(also wide area network)
A wide area network (WAN) is a type of computer network that spans a large geographic area — a city, country, region, or even the globe. WANs connect local area networks (LAN) and other types of networks over distance.
WANs typically use leased lines to transmit data over long distances, but they can be established with other communications technologies like satellite links and wireless connections.
- Switched WAN: Switched WAN connects multiple component LANs via a shared networking infrastructure. Network resources are distributed using a WAN switching exchange in conjunction with the network appliances at each LAN location.
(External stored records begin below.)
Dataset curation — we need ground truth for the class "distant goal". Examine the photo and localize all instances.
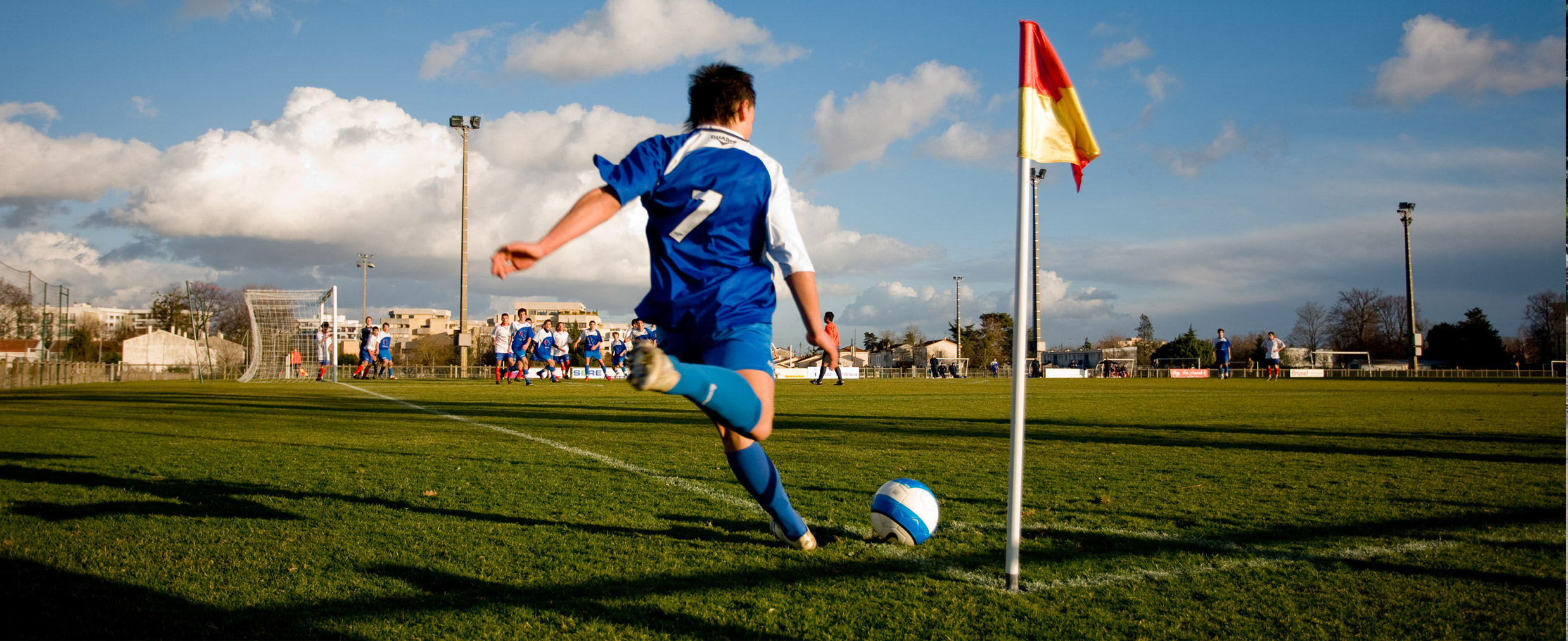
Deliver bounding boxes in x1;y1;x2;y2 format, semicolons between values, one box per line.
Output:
240;285;339;383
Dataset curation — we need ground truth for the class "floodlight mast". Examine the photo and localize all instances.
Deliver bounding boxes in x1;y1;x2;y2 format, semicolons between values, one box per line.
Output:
1399;202;1420;371
447;116;480;368
357;254;376;318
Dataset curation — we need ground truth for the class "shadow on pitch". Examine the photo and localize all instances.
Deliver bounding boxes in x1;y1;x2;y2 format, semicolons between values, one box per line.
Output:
0;466;770;545
777;414;1564;466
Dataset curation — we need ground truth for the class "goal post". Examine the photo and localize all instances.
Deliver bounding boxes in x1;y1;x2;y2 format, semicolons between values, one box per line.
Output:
934;357;969;378
240;285;342;383
1308;350;1372;370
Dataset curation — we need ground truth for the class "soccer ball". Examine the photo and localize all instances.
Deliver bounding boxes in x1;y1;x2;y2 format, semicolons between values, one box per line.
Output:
872;478;938;545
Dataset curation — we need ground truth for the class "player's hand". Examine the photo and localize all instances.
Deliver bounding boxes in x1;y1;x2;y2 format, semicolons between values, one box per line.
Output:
806;329;839;370
491;243;549;279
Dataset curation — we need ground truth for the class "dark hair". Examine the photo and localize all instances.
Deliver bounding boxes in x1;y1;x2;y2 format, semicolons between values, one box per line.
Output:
685;63;757;132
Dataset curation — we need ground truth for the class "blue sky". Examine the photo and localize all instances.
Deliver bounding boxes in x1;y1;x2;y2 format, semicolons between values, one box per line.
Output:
0;0;1565;343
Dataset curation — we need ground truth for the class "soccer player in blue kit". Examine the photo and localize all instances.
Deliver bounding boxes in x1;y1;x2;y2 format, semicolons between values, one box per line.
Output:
491;63;838;550
1214;329;1231;378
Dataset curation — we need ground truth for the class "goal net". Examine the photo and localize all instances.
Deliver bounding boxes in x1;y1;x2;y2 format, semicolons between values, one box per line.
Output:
1310;350;1372;370
240;287;339;383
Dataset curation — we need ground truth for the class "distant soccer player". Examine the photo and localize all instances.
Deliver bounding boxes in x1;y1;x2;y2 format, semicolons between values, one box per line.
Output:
315;323;336;383
610;333;626;378
551;321;574;374
627;318;659;345
491;314;511;386
491;63;839;550
811;312;844;386
354;317;375;378
511;307;533;386
1214;329;1231;378
533;321;561;383
376;323;397;381
1264;333;1284;381
572;321;610;374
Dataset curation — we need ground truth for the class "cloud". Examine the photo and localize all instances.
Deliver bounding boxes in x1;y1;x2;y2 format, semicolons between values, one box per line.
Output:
839;270;1123;336
505;0;808;80
419;27;494;80
1099;36;1154;67
130;96;158;118
790;188;942;276
805;60;977;175
179;0;274;22
0;88;941;314
1372;14;1565;105
0;232;224;307
0;102;158;203
919;122;1016;163
1154;121;1289;179
1130;67;1181;124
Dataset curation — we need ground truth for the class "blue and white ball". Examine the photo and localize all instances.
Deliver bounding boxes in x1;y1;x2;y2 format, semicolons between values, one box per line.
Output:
872;478;938;545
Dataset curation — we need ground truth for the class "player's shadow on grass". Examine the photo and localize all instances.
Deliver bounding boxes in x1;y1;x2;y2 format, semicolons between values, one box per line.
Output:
795;414;1564;466
0;466;767;544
Switched WAN works best when network configuration requirements are the same across all connected networks.
- Point-to-point WAN: Point-to-point WAN uses a dedicated and secure leased line to connect two LANs or end nodes, which are further connected to other devices in a LAN. Once set up, point-to-point WAN allows secure and customized network traffic between the connected locations.
WAN connection technologies
- Dedicated internet access (DIA): With DIA, the line is not shared with anyone else and the connection speed is the same for both uploads and downloads. DIA WANs offer the fastest and most stable performance but are costly to maintain.
- Broadband internet: Broadband WANs offer asymmetrical connections (the download and upload speeds are not the same). Broadband WANs are less reliable than DIA WANs but are also less costly.
- Voice over LTE (VoLTE): VolTE WANs use 4G/5G technology for universal coverage. However, mobile connections are often metered and may be susceptible to additional charges when traveling.
- Multiprotocol label switching (MPLS): MPLS extends LAN environments from site to site using leased lines. MPLS is the oldest type of WAN connection technology still in use.
- Software platforms (software-defined or SD-WAN): SD-WANs replace most physical appliances used to control the network infrastructure with software platforms.